Elizabeth Jennings
After the heaped piles and the corn sheaves waiting
To be collected, gathered into barns,
After all fruits have burst their skins, the sating
Season cools and turns,
And then I think of something that you said
Of when you held the chalice and the bread.
I spoke of Mass and thought of it as close
To how a season feels which stirs and brings
Fire to the hearth, food to the hungry house
And strange, uncovered things –
God in a garden then in sheaves of corn
And the white bread a way to be reborn.
I thought of priest as midwife and as mother
Feeling the pain, feeling the pleasure too,
All opposites together,
Until you said no one could feel such passion
And still preserve the power of consecration.
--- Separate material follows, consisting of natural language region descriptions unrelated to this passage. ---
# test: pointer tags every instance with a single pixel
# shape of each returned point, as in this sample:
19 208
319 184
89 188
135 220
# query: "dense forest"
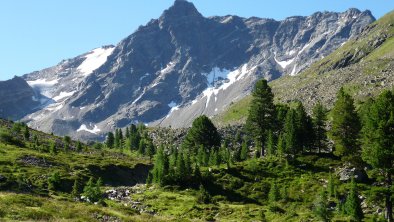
282 164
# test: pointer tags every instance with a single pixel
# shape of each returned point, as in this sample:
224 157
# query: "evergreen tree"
121 139
127 133
271 149
331 186
79 146
202 132
281 112
92 190
378 141
110 141
345 126
150 151
281 146
304 128
290 134
26 133
353 205
244 150
274 194
67 143
180 167
319 126
53 181
117 139
261 115
75 189
53 148
321 208
142 147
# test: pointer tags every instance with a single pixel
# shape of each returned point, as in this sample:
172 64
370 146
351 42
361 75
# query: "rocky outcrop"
17 99
179 66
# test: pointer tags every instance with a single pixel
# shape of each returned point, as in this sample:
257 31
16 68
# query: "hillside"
236 192
364 66
174 68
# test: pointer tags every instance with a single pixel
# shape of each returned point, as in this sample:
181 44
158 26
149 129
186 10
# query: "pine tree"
319 126
321 208
67 143
142 147
180 167
150 150
378 141
345 126
281 146
274 194
197 172
117 139
331 186
53 148
353 205
261 115
26 133
110 141
127 135
244 150
79 146
271 149
92 190
304 128
75 189
202 132
121 139
290 134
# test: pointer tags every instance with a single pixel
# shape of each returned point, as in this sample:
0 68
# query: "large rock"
179 66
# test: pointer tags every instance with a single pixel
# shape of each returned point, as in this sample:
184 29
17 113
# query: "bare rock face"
179 66
17 99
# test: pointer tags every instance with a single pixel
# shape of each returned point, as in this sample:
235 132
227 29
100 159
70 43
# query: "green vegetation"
280 166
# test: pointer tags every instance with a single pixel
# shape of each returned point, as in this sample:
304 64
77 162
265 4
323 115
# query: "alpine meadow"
207 118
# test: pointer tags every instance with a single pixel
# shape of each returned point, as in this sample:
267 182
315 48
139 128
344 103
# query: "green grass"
236 112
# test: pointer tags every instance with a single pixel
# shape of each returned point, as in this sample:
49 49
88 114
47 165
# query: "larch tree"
378 142
319 118
261 117
345 127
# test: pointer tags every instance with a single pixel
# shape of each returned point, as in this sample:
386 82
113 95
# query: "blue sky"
40 33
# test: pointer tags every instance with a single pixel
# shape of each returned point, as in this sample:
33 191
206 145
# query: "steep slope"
364 66
17 99
180 66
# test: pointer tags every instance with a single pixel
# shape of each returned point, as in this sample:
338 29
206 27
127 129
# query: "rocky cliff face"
180 66
17 99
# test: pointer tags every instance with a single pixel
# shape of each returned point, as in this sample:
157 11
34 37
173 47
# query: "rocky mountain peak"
179 10
179 66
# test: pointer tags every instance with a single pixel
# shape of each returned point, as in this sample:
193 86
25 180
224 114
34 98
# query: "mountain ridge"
183 67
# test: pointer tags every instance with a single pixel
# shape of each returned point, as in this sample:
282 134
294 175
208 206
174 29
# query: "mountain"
364 66
17 99
179 66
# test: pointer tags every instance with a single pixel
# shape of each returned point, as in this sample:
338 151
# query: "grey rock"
175 68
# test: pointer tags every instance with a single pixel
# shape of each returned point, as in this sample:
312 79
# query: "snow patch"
170 66
303 48
63 95
294 72
227 20
94 60
43 86
172 104
54 107
83 127
233 77
285 63
216 74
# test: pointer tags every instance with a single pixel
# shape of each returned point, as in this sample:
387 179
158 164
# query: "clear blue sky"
40 33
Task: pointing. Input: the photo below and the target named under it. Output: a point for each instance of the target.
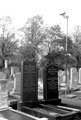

And it is true. How cool the gold sheaves lie,
Rich without need to ask for more
Richness. The seed, the simple thing must die
If only to restore
Our faith in fruitful, hidden things. I see
The wine and bread protect our ecstasy.
‘Harvest and Consecration’ from The Collected Poems by Elizabeth Jennings (Carcanet Press), reproduced by permission of David Higham Associates.
Elizabeth Jennings CBE (1926-2001) was one of the finest British poets of her generation and considered the most influential poet writing about religion in English since Gerard Manley Hopkins. Her subjects were frequently life as experienced through human experience and its interaction with religious faith.